NAZYWAM SIĘ
loki
PRZEBYWAM W
Stowarzyszenie Ochrony Zwierząt GRUPA RATUJ
Cześć, jestem Loki i od kilku dni mieszkam we Wrocławiu. Człowieki z Grupy Ratuj mnie przygarnęli. Wcześniej to znałem tylko budę i łańcuch. Nie było źle, ale nie wiedziałem, że może być lepiej. Nie wiedziałem, że może być tak fajnie i ciepło. Nikt mi nie każe teraz szczekać na obcych i ktoś mnie wreszcie głaszcze. Trochę się jeszcze boję, dlatego przydałoby mi się schronienie, tak jak miałem budę. Ktoś mi mówił, że klatka kennelowa się do tego przydaje.

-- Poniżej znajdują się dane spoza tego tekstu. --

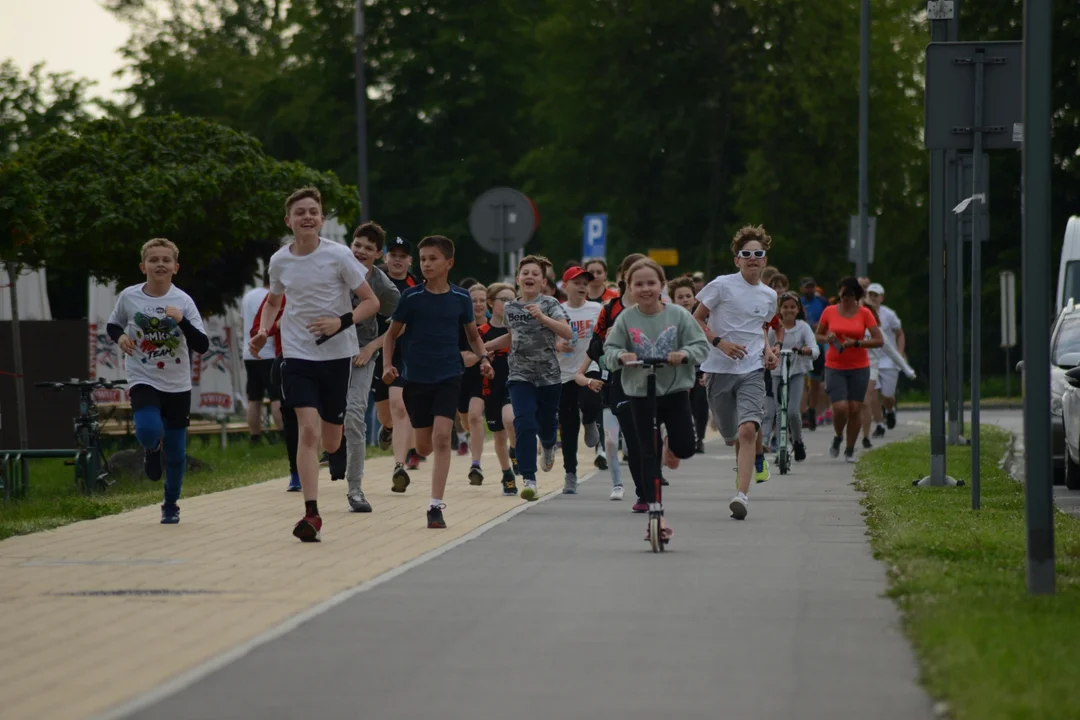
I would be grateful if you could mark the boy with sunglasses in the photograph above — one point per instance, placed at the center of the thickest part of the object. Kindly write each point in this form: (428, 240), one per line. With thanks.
(738, 308)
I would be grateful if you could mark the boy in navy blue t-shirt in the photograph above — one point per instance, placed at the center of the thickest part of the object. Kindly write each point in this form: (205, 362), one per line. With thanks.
(431, 362)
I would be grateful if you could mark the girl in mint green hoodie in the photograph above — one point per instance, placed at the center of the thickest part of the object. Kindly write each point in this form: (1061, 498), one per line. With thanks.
(652, 329)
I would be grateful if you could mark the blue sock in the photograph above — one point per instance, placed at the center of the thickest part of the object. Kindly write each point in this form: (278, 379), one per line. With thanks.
(175, 445)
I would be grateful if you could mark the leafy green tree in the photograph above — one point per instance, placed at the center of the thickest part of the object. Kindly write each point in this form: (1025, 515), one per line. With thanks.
(112, 185)
(448, 116)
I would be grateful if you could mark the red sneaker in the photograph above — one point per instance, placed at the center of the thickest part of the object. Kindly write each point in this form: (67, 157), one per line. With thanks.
(309, 529)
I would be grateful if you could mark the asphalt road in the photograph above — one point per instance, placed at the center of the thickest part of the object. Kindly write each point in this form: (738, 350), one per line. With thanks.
(563, 612)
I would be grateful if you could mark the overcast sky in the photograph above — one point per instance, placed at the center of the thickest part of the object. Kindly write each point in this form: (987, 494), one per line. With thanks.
(67, 35)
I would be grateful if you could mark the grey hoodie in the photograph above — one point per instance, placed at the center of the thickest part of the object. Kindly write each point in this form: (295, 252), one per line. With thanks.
(388, 295)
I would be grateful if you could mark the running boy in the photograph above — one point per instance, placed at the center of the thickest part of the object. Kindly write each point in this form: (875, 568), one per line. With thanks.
(739, 307)
(366, 246)
(319, 275)
(577, 405)
(497, 408)
(158, 326)
(432, 365)
(534, 322)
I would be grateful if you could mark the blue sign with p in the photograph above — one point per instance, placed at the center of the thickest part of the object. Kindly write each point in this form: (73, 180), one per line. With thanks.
(594, 239)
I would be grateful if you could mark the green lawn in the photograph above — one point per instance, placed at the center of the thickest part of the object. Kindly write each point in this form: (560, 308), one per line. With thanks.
(53, 501)
(986, 647)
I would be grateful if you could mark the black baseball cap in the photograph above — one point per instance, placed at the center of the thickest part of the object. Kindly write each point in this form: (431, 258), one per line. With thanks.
(400, 244)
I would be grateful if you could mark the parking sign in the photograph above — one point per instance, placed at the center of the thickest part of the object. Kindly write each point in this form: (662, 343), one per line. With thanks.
(594, 238)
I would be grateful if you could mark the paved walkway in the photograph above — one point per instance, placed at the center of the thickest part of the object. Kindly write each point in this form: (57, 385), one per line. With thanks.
(561, 612)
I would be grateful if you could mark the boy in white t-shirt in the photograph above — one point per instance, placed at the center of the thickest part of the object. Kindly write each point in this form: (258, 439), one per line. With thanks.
(158, 326)
(577, 405)
(320, 277)
(738, 308)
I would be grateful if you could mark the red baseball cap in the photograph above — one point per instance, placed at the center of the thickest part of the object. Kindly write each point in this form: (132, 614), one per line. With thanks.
(576, 271)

Jestem jeszcze dość młody i uwielbiam się bawić. Szarpaki to jest coś, co uwielbiam. Dają też mi pyszne jedzonko - Rocco Junior. Masz troszkę?
PS. Będę wdzięczny, jeśli opowiesz o akcji znajomym. Wtedy moi schroniskowi koledzy może też dostaną prezenty.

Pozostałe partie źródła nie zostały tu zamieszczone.